Because of its proximity to Fenway Park, visiting teams would often stay at the hotel while they were in town.  Babe Ruth had a favorite room on the top floor along the Brookline Avenue side that overlooked Fenway Park, and it was also here that Boston bookmaker Joseph “Sport” Sullivan met with Chicago White Sox first baseman Chick Gandil and conspired to fix the 1919 World Series.  Later on, the radio station WNAC had its studio in the hotel, and in 1929 the world’s first network radio broadcast was sent from here.  From 191 to 1953, the Storyville nightclub was located in the building, and featured a number of notable jazz musicians, including Louis Armstrong, Billie Holiday, and Charlie Parker.

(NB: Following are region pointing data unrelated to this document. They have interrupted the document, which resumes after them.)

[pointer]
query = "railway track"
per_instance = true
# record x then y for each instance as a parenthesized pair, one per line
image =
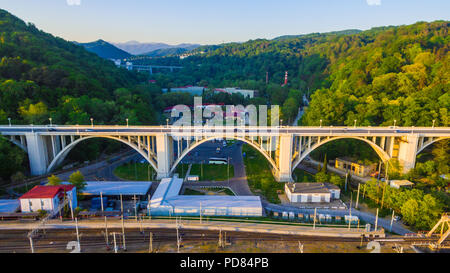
(15, 240)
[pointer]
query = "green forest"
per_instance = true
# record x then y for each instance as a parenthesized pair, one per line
(376, 76)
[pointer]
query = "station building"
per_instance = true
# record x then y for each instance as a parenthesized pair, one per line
(354, 167)
(401, 184)
(312, 192)
(166, 201)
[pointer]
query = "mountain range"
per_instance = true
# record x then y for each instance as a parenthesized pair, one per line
(137, 48)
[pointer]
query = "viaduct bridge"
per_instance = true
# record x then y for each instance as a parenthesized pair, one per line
(165, 146)
(150, 68)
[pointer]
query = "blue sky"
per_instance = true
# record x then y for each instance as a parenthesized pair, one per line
(213, 21)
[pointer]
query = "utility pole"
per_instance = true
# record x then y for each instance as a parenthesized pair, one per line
(150, 247)
(135, 207)
(71, 207)
(31, 243)
(376, 221)
(106, 224)
(315, 213)
(115, 242)
(392, 220)
(148, 208)
(201, 213)
(178, 237)
(78, 235)
(379, 172)
(228, 169)
(123, 223)
(346, 181)
(300, 247)
(201, 170)
(357, 196)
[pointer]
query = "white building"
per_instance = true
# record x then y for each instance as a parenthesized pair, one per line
(311, 192)
(167, 201)
(47, 198)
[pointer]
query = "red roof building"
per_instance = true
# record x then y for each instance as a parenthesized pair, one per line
(47, 198)
(46, 191)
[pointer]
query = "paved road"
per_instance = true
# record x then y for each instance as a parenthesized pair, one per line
(367, 217)
(238, 184)
(227, 225)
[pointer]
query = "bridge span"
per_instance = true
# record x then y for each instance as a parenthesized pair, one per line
(165, 146)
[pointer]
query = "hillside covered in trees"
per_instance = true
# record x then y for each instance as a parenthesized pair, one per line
(42, 76)
(375, 76)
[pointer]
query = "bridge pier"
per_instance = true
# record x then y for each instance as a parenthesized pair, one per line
(37, 153)
(407, 152)
(164, 147)
(285, 158)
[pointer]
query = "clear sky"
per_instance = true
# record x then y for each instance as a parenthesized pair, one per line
(214, 21)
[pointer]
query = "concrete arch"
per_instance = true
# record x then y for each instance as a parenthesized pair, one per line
(64, 152)
(429, 144)
(191, 148)
(15, 142)
(381, 153)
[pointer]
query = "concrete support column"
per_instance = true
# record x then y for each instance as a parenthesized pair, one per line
(407, 152)
(37, 153)
(285, 158)
(164, 147)
(390, 145)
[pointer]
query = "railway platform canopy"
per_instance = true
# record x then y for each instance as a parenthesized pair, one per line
(167, 201)
(125, 188)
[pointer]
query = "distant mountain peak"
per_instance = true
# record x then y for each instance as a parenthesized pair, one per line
(138, 48)
(105, 50)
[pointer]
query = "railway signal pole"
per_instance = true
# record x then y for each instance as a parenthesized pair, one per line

Over a century after the first photo was taken, the Hotel Buckminster is still around, although the neighborhood around it has grown significantly.  Although visiting teams probably don’t stay at this hotel anymore, the Kenmore Square is the primary subway station for fans going to and leaving Fenway Park, and there are a number of restaurants and other businesses that benefit from the sizable gameday crowds.  It is also a major intersection, with Beacon Street, Commonwealth Avenue, and Brookline Avenue all converging here above ground, and the “B”, “C”, and “D” branches of the Green Line meeting underground.  State Route 2 passes through here as well, and US Route 20, the longest road in the country, ends at Beacon Street, right in front of the hotel.